Les gens sortirent de leurs maisons, alertés par le bruit. Ils formèrent un cercle autour de lui, bouche bée, ne sachant que faire. On n’osait approcher, craignant que ce ne fut contagieux. Certains riaient nerveusement. D’autres se signaient, murmurant des prières. Les enfants, avec cette cruauté innocente qui leur est propre, singeaient le malheureux danseur en braillant et en gesticulant.

— Saltator ! criait Mostella en pleurant. Saltator, mon aimé, arrête ! Je t’en supplie. Reviens ! Reviens !

Mais il ne l’entendait pas. Ses yeux étaient arrimés aux nuages qui défilaient dans le ciel nocturne, et sur son visage, la folie avait remplacé la tristesse qu’elle y avait vue autrefois.

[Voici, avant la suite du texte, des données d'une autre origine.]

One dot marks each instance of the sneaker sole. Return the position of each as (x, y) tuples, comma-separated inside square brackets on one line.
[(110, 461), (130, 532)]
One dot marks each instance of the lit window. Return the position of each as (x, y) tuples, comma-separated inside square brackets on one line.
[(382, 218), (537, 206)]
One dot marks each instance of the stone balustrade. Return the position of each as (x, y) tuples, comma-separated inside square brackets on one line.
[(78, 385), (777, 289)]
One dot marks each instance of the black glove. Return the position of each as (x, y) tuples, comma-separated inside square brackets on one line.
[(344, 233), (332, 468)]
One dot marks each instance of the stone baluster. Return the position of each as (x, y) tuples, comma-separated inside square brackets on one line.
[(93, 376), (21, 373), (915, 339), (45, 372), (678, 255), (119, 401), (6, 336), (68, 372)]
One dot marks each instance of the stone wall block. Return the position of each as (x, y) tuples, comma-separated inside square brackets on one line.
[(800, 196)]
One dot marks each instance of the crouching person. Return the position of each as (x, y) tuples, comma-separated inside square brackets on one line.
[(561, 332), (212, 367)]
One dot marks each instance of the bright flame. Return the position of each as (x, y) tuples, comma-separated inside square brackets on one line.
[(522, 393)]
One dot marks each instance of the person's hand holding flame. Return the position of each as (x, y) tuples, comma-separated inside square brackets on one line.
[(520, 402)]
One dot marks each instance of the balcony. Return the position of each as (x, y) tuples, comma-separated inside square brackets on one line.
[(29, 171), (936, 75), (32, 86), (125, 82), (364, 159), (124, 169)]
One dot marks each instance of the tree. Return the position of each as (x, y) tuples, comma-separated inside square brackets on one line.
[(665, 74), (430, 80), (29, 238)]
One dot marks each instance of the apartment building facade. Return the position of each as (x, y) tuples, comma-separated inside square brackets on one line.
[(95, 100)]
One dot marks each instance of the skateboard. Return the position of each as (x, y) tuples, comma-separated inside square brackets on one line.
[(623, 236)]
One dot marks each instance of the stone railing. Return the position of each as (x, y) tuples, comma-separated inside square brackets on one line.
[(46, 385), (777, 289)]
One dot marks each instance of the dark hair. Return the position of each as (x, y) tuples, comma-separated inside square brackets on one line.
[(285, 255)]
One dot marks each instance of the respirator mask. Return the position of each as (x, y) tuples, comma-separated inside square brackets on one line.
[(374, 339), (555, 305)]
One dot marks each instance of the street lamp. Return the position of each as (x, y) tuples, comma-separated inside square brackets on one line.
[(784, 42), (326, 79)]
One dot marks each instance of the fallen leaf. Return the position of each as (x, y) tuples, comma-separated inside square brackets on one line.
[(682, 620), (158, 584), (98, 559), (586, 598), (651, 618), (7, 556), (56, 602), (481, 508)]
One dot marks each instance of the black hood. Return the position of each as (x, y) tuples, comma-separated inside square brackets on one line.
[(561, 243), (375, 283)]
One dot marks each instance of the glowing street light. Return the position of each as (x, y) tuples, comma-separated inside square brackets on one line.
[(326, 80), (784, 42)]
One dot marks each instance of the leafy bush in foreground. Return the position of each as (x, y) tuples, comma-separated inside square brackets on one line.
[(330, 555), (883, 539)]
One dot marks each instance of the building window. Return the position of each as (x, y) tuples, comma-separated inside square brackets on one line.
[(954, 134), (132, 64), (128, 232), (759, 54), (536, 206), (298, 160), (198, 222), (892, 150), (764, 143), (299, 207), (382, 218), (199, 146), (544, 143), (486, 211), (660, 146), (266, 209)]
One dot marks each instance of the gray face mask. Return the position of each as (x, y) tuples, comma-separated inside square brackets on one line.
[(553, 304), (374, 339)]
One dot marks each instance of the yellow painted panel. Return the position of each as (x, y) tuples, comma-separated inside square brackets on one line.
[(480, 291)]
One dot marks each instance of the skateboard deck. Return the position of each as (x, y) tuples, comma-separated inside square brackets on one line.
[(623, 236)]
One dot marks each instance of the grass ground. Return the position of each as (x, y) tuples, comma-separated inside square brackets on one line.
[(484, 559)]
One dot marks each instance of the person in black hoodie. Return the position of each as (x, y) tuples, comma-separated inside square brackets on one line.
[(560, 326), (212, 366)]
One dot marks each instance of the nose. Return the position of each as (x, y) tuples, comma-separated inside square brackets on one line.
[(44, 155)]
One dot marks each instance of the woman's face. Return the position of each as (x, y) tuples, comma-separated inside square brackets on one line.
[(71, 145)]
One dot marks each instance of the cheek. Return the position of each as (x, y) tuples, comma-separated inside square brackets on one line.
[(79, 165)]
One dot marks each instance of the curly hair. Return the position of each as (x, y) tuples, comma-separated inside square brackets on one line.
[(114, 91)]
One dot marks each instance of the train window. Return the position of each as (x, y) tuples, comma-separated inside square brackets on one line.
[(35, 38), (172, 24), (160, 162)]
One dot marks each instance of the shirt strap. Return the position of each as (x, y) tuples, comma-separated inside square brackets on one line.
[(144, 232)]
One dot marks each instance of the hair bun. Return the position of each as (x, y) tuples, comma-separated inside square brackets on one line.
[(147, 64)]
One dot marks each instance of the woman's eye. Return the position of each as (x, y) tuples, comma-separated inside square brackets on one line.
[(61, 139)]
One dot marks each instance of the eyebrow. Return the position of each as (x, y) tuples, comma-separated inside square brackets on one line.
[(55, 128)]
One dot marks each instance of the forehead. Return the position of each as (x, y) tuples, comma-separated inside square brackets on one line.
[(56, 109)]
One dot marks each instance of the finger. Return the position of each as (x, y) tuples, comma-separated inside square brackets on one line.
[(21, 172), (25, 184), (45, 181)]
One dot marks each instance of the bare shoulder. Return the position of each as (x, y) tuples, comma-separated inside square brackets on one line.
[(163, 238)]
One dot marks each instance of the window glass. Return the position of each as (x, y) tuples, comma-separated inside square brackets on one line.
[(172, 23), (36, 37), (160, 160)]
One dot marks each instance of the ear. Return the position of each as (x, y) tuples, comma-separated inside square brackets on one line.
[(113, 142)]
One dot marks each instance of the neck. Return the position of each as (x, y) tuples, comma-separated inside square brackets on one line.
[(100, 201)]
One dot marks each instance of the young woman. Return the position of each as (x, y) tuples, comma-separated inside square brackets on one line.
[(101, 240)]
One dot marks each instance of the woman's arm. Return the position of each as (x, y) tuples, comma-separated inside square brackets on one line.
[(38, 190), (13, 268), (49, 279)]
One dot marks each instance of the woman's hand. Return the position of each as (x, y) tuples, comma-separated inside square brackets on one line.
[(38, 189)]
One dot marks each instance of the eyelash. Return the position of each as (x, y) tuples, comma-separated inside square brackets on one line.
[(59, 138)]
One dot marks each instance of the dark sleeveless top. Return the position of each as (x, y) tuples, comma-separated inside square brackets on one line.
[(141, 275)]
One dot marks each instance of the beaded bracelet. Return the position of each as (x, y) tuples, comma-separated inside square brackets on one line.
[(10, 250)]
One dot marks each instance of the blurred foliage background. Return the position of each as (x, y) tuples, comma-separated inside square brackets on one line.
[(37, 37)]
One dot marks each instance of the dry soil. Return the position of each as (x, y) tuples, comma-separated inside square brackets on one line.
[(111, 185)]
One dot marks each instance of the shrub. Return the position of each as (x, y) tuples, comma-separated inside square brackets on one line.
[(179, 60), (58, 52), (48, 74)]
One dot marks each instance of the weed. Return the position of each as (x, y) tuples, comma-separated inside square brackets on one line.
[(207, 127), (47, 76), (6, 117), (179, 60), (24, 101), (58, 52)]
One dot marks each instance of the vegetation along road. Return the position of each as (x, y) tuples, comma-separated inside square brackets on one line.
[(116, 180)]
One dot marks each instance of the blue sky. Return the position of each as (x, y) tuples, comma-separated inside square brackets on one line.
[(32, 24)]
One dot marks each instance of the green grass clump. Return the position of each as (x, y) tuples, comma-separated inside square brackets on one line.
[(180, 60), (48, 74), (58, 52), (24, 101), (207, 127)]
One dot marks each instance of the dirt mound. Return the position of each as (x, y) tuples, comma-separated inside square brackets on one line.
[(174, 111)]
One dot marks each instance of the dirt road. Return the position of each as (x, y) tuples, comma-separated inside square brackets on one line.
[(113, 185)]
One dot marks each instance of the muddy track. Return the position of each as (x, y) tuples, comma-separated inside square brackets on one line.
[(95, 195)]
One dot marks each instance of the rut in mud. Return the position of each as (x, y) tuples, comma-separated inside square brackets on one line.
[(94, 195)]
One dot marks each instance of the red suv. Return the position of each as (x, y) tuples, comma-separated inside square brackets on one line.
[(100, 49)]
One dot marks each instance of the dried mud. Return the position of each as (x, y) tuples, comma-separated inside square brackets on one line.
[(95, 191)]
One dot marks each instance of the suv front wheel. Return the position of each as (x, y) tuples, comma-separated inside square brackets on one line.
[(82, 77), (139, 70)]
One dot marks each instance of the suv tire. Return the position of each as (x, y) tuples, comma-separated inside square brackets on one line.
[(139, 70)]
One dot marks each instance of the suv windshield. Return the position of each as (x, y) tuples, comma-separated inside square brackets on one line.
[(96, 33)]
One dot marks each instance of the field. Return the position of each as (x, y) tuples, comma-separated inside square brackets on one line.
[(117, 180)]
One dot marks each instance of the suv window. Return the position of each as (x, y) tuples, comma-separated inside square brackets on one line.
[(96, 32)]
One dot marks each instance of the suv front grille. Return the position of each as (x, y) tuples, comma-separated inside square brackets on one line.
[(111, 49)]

Pourtant, Mostella en était sûre, il ne voyait pas ces nuages, il voyait quelque chose d’autre, quelque chose de terrible. Sa bouche se tordait en grimaces affreuses où perçait une expression indicible.

Les gens de la ville tentèrent par mille fois de l’arrêter. Le voïvode envoya ses gardes, de solides gaillards habitués à maîtriser les ivrognes et les forcenés, mais ils ne purent l’approcher : il semblait leur échapper à chaque fois avec une agilité surnaturelle, se glissant entre leurs bras comme une anguille, continuant sa danse funeste un peu plus loin.

Il dansa jusqu’à l’épuisement. Jusqu’à ce que ses pieds saignent dans la neige, laissant des traces rouges qui fumaient dans le froid. Jusqu’à ce que son souffle devienne rauque et sifflant.

Quand enfin il s’effondra, à l’aube, la neige avait cessé de tomber. Il resta là, étendu dans la rue, haletant comme un animal blessé. On le porta dans son lit. Il dormit tout le jour.